Celia runzelte die Stirn. »Depressionen oder Drogen?«

»Hä?«

»Fällt es dir schwer, bunte Farben zu erzeugen, oder sind die Bilder unscharf?«

»Ähm … ich denke beides. Kann man da was machen?«

»Keine Ahnung. Ich habe dazu schon etwas gelesen, aber alles nur in Theorie. Du solltest Frau Moja fragen, vielleicht weiß sie eine Lösung.«

Sie hatten ihre Sachen mittlerweile zusammengepackt. Celia stellte mit einem prüfenden Blick fest, dass auch Elias seine Tasche geschultert hatte. Die Federn waren vom Boden verschwunden und die Blutstropfen zu bräunlichen Schlieren verwischt. Elias’ dunkle Augen begegneten ihren.

»Geh doch schon mal vor, Tino.«

Dieser öffnete den Mund, doch sie gab ihm einen Schubs, bevor er etwas sagen konnte. Er machte gerne bissige Kommentare, doch im Grunde wollte er niemanden damit verletzen. Wahrscheinlich durfte sie sich noch öfters anhören, dass sie eine Schwäche für den Freak hatte, doch das würde sie aushalten.

»Willst du mir sagen, was passiert ist?«, fragte sie, als Tino außer Hörweite war.

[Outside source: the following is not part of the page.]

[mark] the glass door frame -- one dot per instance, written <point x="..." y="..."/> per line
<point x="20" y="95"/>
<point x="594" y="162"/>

Elias schüttelte den Kopf. Der Blick seiner dunklen Augen war eindringlich und Celias Herz stockte unwillkürlich, als sie sich auf ihre richteten. Wenn er sie ansah, war es ihr immer, als wäre da Musik, die nur sie beide hören konnten. Doch sein barscher Tonfall zerriss die leise Melodie in ihrem Kopf. »Ich habe dir doch schon gesagt, dass du dich aus meinen Angelegenheiten heraushalten sollst.«

»Vielleicht sollte ich einfach mit Frau Moja sprechen …«

»Nein!« Unwillkürlich hatte er die Stimme gehoben.

»Du bist verletzt«, sagte sie. »Und es sieht gefährlich aus. Deine Flügel …« Sie verstummte, unfähig, die richtigen Worte zu finden.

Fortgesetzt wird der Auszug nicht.